Thursday, November 3, 2011

Pro bono

It's a term used generally to describe services rendered for the public good voluntarily, without payment.  I've tried over the years to offer pro bono services in areas where various areas of my expertise could be put to work.  For some years, my technology background came in handy as a board member at NPower Seattle, which offers technology training to non profit organizations. I drew upon my liberal arts background as a member of the Washington Commission for the Humanities.  At the Seattle Public Library Foundation, I use my leadership experience as well as those two areas in the decisions we make as a board of directors.

I agreed this summer to step in on an interim basis and lead the Washington State financial services coalition that I helped found in 2003 so that we could develop the next generation of leaders.  My agreement was contingent upon having a co-chair presently in the industry, and I was lucky enough to recruit Shelby Edwards.

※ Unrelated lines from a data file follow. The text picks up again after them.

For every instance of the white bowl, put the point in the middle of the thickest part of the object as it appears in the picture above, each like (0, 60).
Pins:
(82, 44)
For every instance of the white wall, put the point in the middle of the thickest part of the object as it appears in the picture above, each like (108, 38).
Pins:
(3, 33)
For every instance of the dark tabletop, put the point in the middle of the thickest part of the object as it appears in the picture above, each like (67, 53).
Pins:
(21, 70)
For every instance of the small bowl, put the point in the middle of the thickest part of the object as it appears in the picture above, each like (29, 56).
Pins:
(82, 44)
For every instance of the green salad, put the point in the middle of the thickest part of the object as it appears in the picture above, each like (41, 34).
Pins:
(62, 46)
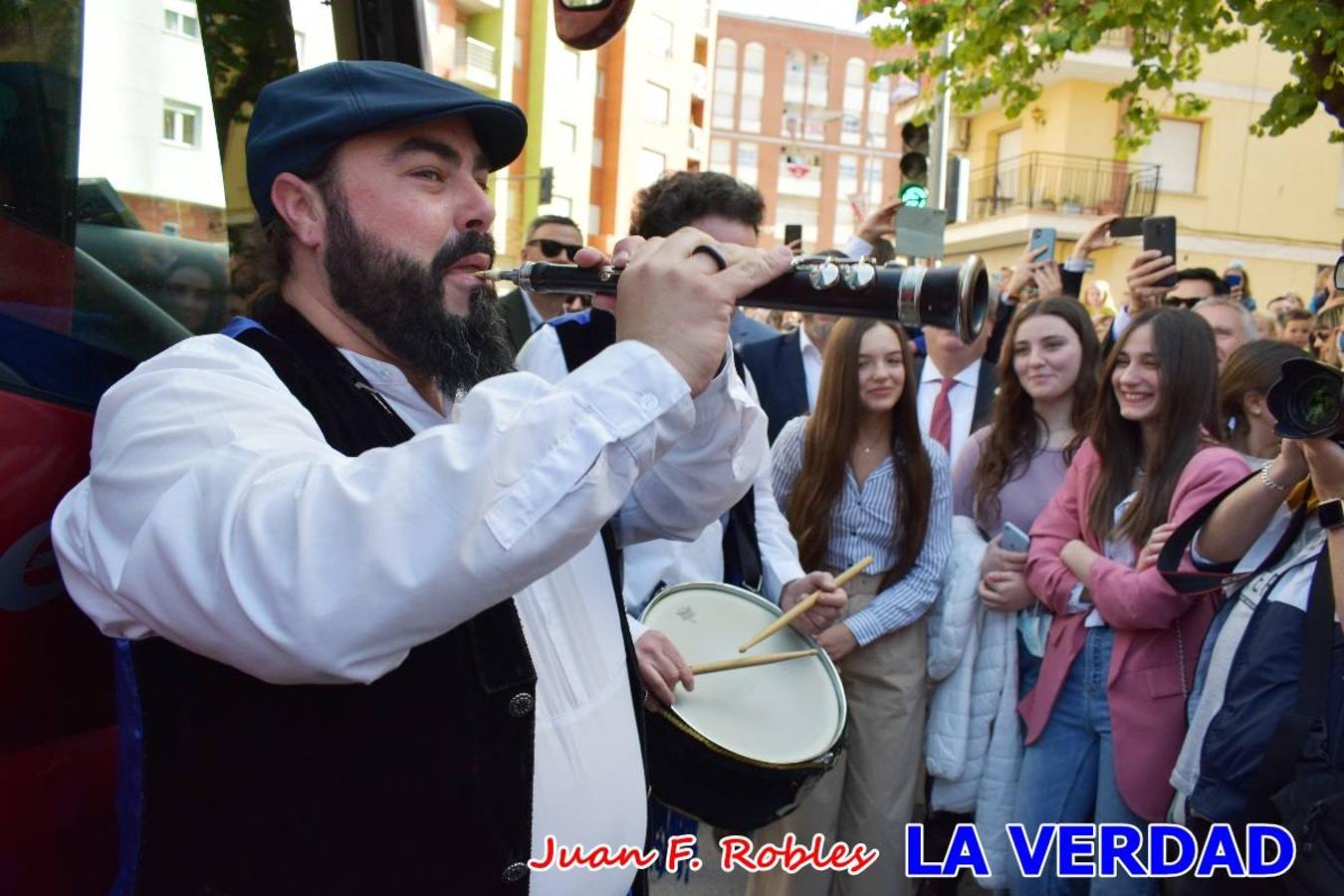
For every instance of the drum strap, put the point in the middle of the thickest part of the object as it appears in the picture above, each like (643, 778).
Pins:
(741, 545)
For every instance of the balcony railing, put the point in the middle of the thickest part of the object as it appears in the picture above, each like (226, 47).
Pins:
(1070, 184)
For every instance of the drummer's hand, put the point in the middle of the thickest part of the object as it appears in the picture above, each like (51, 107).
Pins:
(837, 641)
(826, 607)
(661, 666)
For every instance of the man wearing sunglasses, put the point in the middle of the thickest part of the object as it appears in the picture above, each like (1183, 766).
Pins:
(550, 238)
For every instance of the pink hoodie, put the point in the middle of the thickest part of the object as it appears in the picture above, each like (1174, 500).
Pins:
(1144, 684)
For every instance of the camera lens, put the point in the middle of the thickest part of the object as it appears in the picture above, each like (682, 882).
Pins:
(1306, 399)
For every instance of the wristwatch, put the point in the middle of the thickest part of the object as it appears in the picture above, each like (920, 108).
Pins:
(1331, 514)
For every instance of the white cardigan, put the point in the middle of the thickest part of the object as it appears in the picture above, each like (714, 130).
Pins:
(974, 738)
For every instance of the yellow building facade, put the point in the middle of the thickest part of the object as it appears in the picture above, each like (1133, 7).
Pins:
(1274, 204)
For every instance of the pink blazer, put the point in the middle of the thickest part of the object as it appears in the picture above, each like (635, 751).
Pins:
(1144, 684)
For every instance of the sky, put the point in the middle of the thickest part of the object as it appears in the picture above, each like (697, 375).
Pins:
(837, 14)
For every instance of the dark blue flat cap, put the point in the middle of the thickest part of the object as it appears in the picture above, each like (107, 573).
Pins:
(302, 117)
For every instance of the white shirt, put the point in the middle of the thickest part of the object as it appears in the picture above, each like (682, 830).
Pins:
(963, 399)
(211, 491)
(810, 365)
(534, 318)
(701, 559)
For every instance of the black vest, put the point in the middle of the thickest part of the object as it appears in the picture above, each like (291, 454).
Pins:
(417, 784)
(582, 337)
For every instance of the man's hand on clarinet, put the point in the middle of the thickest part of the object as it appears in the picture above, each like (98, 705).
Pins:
(678, 299)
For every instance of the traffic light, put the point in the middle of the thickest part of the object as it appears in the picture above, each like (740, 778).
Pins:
(548, 185)
(914, 164)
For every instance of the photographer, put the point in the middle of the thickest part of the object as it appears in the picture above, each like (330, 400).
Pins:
(1240, 749)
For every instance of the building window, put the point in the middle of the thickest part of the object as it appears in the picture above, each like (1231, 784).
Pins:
(1175, 146)
(749, 164)
(872, 181)
(568, 138)
(656, 101)
(725, 84)
(794, 77)
(847, 187)
(721, 156)
(797, 210)
(752, 114)
(652, 164)
(1339, 195)
(851, 123)
(181, 20)
(753, 87)
(660, 37)
(181, 123)
(818, 80)
(879, 103)
(799, 173)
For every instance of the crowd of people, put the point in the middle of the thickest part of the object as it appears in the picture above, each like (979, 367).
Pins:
(375, 555)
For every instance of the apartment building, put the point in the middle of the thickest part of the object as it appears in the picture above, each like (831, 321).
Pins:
(1273, 203)
(795, 114)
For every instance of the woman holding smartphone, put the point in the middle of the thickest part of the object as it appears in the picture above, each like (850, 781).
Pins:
(1106, 718)
(857, 479)
(1009, 469)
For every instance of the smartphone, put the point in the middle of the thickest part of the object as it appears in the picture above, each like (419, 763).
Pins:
(1160, 234)
(1013, 539)
(1043, 237)
(1126, 226)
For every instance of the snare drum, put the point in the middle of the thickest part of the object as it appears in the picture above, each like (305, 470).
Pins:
(742, 749)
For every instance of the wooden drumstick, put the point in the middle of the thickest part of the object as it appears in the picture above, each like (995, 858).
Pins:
(744, 662)
(802, 606)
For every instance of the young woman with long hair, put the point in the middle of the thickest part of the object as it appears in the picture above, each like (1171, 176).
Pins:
(1009, 469)
(1246, 423)
(1108, 714)
(857, 479)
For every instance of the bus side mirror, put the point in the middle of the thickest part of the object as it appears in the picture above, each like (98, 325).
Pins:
(586, 24)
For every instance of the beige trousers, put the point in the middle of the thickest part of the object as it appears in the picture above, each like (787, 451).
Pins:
(870, 795)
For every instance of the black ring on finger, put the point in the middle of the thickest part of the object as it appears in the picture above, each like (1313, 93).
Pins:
(706, 249)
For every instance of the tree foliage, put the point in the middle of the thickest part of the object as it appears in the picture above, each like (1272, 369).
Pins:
(1003, 47)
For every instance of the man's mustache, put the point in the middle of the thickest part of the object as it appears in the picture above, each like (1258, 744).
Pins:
(459, 247)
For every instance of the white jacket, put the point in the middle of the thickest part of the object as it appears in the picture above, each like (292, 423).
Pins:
(974, 738)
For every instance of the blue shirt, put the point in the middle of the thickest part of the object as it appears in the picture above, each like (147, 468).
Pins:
(866, 520)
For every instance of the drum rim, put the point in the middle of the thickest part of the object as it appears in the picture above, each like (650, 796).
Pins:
(825, 760)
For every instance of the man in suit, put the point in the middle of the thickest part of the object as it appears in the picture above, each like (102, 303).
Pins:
(787, 369)
(550, 238)
(957, 385)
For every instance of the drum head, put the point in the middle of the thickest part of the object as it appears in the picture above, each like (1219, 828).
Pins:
(785, 712)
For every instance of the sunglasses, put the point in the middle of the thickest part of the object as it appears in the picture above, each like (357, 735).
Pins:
(553, 247)
(1171, 301)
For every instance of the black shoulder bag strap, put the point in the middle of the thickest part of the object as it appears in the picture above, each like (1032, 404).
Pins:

I also agreed to help lead our neighborhood disaster preparedness team to increase the number of families participating.  There are 300+ homes and 17 coordinators for our neighborhood.   Being part of this effort helped me better describe in Advice From A Risk Detective how neighborhoods anywhere can organize themselves.

Don't wait until you retire.  Make time for a cause you care about now, and work it into your schedule.  As is the case with most pro bono efforts, you'll get back more than you give.